Imagine an Egyptian lower east side and you can start to picture Khan el Khalili, the shopping bazaar. This is where locals and tourists come to shop with bargaining a part of the fun. Deb was hunting for some specific things which gave her some focus but we took in the sights, sounds and smells. Everywhere we went we were invited to come look. I tried to find some t-shirt souvenirs and one vendor lured me in with a 1-pound offer and suddenly by the time I was ready to pay, 1 had become 30. Kate surprised most merchants with bargaining in Arabic and playing hardball with them. I was impressed at her skills, from wide-eyed shock at their audacity to her willing to walk away. And every time we walked, they agreed to our price. By the end, though, I was feeling a little overwhelmed while Deb was exhilarated. We finished the night with simple take away shawarma from the place on her corner.

Next: Cruising the Nile


  • Bob Ahrens

    >>I was impressed at her skills, from wide-eyed shock at their audacity to her willing to walk away. And every time we walked, they agreed to our price.< She's growing up, Bobby. Be proud of her- she's a strong and impressive individual, much like her Dad, and it's good to know that in an "unstable" world such as this, you've given her the tools she needs to make it work for her. Many kudo's to her parents and three cheers for her.

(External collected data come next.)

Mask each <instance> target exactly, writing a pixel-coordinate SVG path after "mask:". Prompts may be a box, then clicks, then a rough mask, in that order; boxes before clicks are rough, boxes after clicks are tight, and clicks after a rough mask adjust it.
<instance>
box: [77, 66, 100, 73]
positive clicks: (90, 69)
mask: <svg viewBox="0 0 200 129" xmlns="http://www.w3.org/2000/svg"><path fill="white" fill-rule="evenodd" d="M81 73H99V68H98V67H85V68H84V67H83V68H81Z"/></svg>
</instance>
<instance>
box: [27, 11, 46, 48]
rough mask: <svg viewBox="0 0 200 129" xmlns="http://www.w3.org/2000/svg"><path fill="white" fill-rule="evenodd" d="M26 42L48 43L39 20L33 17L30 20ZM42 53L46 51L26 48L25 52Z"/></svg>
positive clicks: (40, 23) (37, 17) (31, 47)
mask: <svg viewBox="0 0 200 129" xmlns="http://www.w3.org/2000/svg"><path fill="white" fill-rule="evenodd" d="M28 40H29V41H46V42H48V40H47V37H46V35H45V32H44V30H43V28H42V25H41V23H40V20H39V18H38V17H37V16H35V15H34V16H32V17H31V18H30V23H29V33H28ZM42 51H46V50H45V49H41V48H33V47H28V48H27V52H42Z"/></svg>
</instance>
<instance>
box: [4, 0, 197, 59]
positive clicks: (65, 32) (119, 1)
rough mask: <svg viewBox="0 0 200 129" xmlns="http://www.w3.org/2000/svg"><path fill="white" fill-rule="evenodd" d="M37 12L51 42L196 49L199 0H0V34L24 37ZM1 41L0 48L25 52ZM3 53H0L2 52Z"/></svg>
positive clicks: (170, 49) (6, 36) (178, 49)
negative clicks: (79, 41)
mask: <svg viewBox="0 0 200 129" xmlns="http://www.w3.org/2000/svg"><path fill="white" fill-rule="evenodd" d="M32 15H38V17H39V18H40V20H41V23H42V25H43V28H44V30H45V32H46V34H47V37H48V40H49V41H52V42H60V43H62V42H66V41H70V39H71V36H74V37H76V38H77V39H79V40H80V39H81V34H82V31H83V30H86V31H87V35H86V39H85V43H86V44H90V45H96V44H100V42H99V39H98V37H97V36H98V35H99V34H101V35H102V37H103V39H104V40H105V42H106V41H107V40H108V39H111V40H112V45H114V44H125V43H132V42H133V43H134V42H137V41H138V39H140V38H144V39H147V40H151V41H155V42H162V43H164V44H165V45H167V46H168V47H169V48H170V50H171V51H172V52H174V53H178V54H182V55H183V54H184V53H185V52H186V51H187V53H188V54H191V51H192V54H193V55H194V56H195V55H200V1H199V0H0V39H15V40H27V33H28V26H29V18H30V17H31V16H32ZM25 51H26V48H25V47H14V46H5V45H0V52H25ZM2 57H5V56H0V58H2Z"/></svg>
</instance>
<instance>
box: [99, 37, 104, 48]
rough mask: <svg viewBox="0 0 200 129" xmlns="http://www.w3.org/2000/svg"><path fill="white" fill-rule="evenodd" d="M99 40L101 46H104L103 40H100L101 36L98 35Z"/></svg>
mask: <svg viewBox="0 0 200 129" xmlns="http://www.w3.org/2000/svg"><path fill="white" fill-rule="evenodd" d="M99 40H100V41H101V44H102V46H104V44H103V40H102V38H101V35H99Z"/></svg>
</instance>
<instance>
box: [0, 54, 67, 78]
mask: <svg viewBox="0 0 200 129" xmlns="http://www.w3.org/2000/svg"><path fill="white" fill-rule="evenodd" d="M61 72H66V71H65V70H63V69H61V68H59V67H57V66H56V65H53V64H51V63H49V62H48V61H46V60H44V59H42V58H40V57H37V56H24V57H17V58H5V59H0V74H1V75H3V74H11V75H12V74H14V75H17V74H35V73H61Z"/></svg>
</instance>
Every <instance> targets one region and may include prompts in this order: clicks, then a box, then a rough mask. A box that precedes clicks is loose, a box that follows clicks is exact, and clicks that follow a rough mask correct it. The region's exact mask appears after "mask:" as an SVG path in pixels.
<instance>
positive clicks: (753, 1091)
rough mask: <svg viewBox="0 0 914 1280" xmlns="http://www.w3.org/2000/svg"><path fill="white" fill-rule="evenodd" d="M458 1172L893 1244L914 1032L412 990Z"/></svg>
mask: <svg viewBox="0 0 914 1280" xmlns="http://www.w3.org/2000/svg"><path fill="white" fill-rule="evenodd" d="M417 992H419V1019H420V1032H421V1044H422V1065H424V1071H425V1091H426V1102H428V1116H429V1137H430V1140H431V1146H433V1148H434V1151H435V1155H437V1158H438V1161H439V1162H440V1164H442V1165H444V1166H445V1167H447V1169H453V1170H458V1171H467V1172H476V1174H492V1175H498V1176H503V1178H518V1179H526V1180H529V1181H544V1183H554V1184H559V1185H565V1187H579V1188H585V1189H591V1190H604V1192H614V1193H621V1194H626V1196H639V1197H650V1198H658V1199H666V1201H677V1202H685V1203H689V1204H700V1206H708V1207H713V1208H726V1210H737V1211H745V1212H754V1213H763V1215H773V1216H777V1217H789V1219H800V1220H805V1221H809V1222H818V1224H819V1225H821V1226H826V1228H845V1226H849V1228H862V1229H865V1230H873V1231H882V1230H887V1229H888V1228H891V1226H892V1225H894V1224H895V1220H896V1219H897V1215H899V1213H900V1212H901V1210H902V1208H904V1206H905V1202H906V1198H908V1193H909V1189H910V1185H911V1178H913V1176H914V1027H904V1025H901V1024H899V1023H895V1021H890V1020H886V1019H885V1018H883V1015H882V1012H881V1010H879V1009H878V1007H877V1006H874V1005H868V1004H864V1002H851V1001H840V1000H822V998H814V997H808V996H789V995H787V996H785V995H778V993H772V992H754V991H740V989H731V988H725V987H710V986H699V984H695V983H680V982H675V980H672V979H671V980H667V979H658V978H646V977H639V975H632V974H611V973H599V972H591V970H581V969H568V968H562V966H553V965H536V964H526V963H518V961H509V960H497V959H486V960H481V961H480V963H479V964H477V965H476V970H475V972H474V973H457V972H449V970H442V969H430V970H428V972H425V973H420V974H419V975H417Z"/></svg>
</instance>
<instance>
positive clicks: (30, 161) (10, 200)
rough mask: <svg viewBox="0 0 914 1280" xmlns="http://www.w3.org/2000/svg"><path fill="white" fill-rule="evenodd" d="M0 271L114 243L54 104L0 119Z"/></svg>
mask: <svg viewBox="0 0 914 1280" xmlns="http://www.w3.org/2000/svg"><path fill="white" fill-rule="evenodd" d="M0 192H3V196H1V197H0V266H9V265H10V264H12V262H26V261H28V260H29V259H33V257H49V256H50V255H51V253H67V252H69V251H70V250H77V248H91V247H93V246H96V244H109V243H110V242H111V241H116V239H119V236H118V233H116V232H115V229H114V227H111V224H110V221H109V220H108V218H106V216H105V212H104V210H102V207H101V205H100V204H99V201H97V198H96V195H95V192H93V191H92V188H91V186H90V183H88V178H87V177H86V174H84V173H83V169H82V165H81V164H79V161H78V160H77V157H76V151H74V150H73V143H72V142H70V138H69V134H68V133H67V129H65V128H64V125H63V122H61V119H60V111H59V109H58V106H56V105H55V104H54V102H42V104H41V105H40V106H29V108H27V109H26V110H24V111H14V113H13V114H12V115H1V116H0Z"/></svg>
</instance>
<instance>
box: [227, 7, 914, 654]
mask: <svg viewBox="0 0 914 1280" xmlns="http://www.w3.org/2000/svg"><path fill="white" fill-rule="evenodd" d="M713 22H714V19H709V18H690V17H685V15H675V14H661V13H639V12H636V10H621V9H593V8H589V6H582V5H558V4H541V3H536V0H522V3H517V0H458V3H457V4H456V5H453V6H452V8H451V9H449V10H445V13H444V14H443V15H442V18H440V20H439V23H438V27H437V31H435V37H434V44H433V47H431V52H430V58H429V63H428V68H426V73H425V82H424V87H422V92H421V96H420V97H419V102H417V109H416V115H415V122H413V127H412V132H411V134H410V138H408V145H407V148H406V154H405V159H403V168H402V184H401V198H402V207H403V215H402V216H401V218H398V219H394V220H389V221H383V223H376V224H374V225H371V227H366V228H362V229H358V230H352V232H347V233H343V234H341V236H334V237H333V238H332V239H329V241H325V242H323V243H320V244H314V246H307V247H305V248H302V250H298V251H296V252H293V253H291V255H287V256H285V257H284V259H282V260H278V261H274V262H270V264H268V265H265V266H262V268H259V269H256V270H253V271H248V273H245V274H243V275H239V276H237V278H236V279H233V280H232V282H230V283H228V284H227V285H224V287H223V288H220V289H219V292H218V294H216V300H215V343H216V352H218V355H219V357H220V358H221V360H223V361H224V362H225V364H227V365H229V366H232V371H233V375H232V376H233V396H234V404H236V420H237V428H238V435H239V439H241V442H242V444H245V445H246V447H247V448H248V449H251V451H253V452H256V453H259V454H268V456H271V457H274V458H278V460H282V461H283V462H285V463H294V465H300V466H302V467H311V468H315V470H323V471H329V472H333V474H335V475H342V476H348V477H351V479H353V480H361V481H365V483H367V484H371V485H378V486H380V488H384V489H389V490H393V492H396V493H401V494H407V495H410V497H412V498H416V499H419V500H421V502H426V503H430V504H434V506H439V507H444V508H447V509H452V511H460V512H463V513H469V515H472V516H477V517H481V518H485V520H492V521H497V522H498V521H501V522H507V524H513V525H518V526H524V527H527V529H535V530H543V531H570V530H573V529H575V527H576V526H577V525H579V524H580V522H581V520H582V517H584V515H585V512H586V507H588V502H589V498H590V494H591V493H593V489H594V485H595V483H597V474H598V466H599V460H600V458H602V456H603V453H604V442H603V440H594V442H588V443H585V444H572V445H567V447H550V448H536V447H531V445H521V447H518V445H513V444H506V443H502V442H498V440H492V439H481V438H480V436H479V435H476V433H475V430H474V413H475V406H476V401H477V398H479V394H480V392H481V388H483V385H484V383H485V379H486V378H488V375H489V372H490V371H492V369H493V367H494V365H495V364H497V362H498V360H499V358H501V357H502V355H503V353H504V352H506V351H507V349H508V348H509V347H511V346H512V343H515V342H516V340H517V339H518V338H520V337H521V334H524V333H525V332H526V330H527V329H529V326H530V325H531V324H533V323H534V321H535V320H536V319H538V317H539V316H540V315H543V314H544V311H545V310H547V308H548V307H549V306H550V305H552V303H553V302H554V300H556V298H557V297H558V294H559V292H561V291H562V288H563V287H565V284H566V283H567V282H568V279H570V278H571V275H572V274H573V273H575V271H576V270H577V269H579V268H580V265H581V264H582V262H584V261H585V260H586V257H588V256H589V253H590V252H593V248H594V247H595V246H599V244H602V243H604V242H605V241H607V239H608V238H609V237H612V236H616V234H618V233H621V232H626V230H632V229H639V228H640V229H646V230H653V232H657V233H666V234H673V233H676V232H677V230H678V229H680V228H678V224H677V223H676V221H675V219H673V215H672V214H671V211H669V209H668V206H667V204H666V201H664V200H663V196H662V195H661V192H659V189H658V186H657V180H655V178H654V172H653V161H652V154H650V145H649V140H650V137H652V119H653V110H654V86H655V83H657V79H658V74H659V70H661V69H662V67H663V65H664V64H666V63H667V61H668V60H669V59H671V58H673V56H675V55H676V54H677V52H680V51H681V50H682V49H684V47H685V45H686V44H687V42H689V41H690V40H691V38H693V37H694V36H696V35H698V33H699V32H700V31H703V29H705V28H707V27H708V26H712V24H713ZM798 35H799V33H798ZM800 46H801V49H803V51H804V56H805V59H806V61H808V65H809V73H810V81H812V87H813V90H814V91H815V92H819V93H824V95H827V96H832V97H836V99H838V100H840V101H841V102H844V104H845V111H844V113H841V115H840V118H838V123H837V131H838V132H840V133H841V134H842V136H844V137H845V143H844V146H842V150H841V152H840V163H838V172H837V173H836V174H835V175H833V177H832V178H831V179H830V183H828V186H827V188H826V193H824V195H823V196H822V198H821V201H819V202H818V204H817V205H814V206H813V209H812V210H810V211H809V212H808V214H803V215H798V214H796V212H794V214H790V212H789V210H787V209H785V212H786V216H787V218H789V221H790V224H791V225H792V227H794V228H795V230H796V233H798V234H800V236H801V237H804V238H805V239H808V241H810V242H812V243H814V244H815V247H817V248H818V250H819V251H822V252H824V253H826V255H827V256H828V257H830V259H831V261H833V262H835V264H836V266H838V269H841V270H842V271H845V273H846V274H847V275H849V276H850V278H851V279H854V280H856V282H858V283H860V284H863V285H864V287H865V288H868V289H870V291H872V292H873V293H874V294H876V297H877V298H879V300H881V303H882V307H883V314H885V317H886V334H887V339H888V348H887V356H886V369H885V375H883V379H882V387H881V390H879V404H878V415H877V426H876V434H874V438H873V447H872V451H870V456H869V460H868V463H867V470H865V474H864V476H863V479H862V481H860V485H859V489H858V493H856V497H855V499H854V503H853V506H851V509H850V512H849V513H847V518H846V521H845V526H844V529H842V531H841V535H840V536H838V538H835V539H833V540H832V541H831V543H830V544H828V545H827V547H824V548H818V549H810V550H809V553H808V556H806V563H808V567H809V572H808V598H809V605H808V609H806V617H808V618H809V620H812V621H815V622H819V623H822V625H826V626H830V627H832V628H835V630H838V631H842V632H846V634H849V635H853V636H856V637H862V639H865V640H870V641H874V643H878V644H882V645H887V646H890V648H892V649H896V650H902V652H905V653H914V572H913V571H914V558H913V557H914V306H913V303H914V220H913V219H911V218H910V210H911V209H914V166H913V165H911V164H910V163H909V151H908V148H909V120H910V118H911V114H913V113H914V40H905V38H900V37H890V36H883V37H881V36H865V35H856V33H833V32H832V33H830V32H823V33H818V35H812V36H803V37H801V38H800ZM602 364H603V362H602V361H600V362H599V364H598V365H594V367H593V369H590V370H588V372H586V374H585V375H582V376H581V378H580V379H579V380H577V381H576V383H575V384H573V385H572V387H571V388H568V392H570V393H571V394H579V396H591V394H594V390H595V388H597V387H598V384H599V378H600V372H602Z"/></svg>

  • Glad you’re back home and safe! I worry a lot more nowadays about that area of the world.

    I wonder if the low salary Egypt pays its antiquities staff has anything to do with how ubiquitous Zahi Hawass is on all those TV shows about the pyramids and such. I think Dr. Hawass is a hoot but he’s, like, EVERYwhere. Maybe the TV folks pay him a nice little stipend…

  • Jackie

    Sounds like a really wonderful trip.

    Glad you and Deb are back safely.